Infant Mortality Rates
The IMR gap serves as the most critical measure of structural inequity. As of 2018, the non-Hispanic Black population experienced an IMR of 10.8 per 1,000 live births. This rate is substantially higher than the IMRs for Native Hawaiian or Other Pacific Islander populations (9.4), American Indians (8.2), non-Hispanic White infants (4.6), and Asian infants (3.6).5 These persistent differences confirm that for Black infants, health risk is significantly predetermined by environmental and systemic factors regardless of the quality of postnatal care practices.
Table II.1
US Infant Health Disparities by Race and Ethnicity
Ethnic Group | Preterm Birth Rate (2022) | Low Birthweight Rate (2022) | Late/No Prenatal Care (2022) | Infant Mortality Rate (IMR, 2018) |
White | 9.4% 9 | 7.1% 9 | 4.7% 9 | 4.6 5 |
Hispanic | 10.1% 9 | 7.9% 9 | 9.1% 9 | N/A |
Black | 14.6% 9 | 14.8% 9 | 10.0% 9 | 10.8 5 |
Asian | 9.2% 9 | 9.4% 9 | 4.5% 9 | 3.6 5 |
AIAN | 12.6% 9 | 8.8% 9 | 12.6% 9 | 8.2 5 |
NHPI | 12.0% 9 | 8.5% 9 | 22.4% 9 | 9.4 5 |
II.B. The Maternal Health Context and Systems-Level Failures
The inequities extend to severe maternal morbidity. AIAN, Black, NHPI, Asian, and Hispanic women all demonstrate higher rates of admission to the intensive care unit during delivery compared to White women.9 This serves as a powerful marker of systemic inequities within the delivery system itself. When maternal health is compromised by systemic bias and lack of quality care, the foundation for healthy infant rearing is inherently weakened.

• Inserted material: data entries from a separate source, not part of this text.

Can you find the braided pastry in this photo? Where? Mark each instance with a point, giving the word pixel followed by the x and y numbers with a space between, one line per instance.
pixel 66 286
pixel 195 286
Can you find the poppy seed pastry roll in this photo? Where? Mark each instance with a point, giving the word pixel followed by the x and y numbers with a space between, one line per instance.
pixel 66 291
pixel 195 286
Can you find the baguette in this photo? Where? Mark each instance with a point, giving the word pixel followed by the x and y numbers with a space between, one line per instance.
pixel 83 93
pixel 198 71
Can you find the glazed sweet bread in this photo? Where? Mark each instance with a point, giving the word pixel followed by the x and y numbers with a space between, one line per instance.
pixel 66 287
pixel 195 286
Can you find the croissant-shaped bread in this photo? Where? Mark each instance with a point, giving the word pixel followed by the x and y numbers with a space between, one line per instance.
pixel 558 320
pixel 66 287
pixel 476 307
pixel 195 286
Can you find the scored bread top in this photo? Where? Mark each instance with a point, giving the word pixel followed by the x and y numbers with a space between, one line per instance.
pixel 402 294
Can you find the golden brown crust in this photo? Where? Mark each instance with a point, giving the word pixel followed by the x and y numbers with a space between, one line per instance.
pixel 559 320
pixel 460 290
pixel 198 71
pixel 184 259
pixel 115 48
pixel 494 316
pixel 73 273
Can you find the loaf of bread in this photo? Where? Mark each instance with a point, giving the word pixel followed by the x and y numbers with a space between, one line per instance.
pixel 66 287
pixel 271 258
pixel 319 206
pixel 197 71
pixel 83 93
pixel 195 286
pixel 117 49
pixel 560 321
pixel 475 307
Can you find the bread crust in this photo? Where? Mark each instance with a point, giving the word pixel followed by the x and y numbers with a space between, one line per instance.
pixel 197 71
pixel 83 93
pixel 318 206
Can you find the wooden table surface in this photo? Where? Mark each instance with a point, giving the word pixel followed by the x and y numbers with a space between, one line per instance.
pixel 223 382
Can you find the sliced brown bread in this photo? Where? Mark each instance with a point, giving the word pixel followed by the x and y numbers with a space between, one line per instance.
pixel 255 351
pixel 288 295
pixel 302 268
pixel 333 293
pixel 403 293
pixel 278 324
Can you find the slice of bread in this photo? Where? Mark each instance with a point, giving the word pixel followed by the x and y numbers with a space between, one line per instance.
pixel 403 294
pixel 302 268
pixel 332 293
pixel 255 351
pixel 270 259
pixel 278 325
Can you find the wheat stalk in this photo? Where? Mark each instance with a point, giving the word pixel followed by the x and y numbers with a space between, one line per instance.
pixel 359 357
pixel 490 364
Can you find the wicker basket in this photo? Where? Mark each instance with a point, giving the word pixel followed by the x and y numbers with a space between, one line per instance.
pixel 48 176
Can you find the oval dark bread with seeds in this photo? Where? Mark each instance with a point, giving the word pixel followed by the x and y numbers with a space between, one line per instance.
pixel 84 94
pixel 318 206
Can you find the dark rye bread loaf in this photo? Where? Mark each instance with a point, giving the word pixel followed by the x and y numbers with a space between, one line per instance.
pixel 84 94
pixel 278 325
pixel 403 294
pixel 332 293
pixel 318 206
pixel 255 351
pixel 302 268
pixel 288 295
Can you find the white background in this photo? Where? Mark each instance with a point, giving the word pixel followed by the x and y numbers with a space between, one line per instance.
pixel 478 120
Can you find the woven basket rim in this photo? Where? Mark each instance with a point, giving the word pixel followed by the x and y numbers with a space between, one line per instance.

In recognition of these structural failures, states have initiated programs specifically targeting health equity. For example, California’s Black Infant Health Program focuses on empowerment group support and client-centered life planning to improve the health and social conditions for Black women and their families. Similarly, Utah's Embrace Project Study for NHPI women delivers culturally responsive health services emphasizing mental health and self-care rooted in ancestral NHPI cultural traditions.9 These initiatives validate the conclusion that improving infant outcomes requires addressing structural disadvantages and cultural appropriateness, rather than simply instructing parents on best practices based on a single cultural norm.